15.BÖLÜM: "Güller ve Dikenler" *PART I*

19 1 0
                                    


HAYDEN CALNIN - For My Help

🥀


Güllerin dikenleri vardır. O dikenler sadece güle dokunmaya cesaret edebilenin canını yakmaz.

Güle dikenlerinden tek kavrayabilen şey ölümdür.

Bir güle sahip olmak isteyen kişi, önce o gülü onu sevdiğine inandırır, sonra o güle güven aşılar fakat bir gün onu yaşam damarı olan toprağından ayırır ve onu alıp bir kere kokladıktan sonra bir kitabın arasında kurumaya mahkum bırakır. Gülü sevip sonsuza kadar saklamanın tek yolunun bu olduğunu düşünen o kişi aslında hem gülü eşsiz renginden hem de tazecik kokusundan olan gülü oracıkta bir kitabın arasında unutur gider. Zavallı gül sonsuz bir güven duyduğu ve sevgisine koşulsuz inandığı o kişinin aslında bir yalancı olduğunu, onu tek terk etmeyecek şeyin hala onu sarmalayan dikenler olduğunu anladığında artık çok geçtir fakat dikenler hala orada onunladır ve ne kadar geç olsa da her şey aslında işte şimdi bitti dediğimiz yerde başlar. Umut, oyunun sonunda saklandığı yerden çıkar ve hayatı sobeler. İşte o zaman kitabın arasındaki gül, dikenleriyle birlikte toprağa düşer. Toprağa karışır ve yeniden doğduğunda artık koşulsuz sevdiği ve tek güvendiği şey dikenleridir.

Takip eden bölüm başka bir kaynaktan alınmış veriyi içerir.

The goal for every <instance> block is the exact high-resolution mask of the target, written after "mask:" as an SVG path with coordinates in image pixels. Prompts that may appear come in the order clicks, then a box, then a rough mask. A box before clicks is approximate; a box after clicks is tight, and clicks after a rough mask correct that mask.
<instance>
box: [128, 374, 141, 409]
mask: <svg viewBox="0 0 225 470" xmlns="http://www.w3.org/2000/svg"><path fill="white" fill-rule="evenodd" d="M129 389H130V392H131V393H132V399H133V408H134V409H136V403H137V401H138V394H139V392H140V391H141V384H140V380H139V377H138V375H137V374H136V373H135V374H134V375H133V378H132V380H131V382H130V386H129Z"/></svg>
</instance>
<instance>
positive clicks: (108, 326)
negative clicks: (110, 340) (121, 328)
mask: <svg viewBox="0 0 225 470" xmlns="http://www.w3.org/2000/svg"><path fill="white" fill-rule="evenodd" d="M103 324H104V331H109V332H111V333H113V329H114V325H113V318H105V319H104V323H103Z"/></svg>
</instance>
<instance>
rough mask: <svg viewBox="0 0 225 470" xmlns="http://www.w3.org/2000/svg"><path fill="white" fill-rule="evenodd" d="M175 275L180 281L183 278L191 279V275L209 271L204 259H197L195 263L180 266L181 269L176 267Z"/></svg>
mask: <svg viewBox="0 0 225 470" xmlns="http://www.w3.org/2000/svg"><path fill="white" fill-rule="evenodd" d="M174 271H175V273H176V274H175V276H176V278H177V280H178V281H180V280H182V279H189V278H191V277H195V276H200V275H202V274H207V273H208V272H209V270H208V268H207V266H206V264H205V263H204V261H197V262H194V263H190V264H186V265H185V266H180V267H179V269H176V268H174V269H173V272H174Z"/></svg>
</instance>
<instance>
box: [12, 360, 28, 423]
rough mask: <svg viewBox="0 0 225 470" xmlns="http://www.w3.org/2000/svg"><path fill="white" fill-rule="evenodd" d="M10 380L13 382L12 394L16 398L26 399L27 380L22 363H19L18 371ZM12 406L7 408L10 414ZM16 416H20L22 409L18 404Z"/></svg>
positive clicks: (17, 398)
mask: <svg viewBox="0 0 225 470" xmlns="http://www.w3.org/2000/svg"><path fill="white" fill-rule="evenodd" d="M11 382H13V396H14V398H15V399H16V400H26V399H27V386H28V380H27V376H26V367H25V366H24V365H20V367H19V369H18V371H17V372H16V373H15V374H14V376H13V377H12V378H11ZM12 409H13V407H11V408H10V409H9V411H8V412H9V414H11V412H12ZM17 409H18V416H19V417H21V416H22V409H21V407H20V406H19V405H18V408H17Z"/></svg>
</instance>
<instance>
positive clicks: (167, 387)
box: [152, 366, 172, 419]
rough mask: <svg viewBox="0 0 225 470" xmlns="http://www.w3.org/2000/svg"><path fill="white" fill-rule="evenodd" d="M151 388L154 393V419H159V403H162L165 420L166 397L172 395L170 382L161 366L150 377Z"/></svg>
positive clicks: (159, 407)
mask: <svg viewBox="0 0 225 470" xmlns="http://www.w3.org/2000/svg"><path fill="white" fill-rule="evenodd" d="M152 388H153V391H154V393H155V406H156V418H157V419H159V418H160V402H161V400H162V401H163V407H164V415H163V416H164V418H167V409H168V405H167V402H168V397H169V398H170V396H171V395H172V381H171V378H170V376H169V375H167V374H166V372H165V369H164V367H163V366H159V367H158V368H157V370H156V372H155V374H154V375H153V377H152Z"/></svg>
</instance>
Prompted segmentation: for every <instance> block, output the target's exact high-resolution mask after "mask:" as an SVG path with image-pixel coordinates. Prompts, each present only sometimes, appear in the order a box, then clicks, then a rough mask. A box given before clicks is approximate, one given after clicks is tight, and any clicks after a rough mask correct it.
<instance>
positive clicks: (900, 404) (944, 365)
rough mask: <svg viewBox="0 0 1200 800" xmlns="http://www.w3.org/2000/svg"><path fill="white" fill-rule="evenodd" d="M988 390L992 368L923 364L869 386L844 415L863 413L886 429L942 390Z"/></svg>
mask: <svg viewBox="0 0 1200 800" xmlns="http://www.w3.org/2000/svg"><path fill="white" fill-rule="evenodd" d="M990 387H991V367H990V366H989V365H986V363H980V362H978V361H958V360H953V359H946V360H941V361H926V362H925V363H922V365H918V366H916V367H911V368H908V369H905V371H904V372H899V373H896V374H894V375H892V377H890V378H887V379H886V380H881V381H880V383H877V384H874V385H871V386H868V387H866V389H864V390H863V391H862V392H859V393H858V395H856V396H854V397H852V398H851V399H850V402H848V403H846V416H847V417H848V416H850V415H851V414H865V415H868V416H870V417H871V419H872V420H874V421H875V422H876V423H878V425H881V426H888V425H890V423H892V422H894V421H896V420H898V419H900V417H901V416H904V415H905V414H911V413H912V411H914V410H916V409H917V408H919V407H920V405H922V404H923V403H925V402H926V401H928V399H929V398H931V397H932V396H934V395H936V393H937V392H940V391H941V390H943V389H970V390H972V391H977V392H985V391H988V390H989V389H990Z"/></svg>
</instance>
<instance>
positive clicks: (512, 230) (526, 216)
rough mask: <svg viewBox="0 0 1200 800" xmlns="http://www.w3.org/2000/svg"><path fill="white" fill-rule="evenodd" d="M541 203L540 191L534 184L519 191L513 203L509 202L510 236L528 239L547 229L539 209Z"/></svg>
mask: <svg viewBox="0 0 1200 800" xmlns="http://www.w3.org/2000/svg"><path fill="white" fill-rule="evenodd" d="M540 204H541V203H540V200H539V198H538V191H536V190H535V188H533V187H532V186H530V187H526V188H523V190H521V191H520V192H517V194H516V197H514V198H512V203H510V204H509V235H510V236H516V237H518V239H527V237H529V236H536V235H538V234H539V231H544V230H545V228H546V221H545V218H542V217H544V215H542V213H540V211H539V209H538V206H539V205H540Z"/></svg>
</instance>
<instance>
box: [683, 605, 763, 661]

Unutmayın, bir gül dikenleri varsa güldür ve bir gülü dikenlerinden yalnızca o izin verirse ayırabilirsiniz.

İşte o gül benim, kurumaya mahkum edildim fakat toprağa düşüp yeniden doğdum, tek bir farkla; artık dikensizdim ve dikenlerime tekrar kavuşmak için her şeyi yapardım.

Ben o gülüm fakat zavallı değilim; sadece gözlerimi yumdum, susuyorum. Gözlerimi yumdum ve susuyorum diye kabullendiğim sanılmasın. Gözlerimi açtığımda bakacağım ilk kişiyi cehennemimde yakacağım. Konuştuğumda kelimelerimden akan zehrimi baktığım ilk kişiye sunacağım.

Gözlerimi açtım. İlk gördüğüm kişi Lucien oldu. Dudaklarımı araladığımdaysa kelimelerimden akan zehir onun kanına karıştı. Yavaşça acı içinde öleceksin Lucien.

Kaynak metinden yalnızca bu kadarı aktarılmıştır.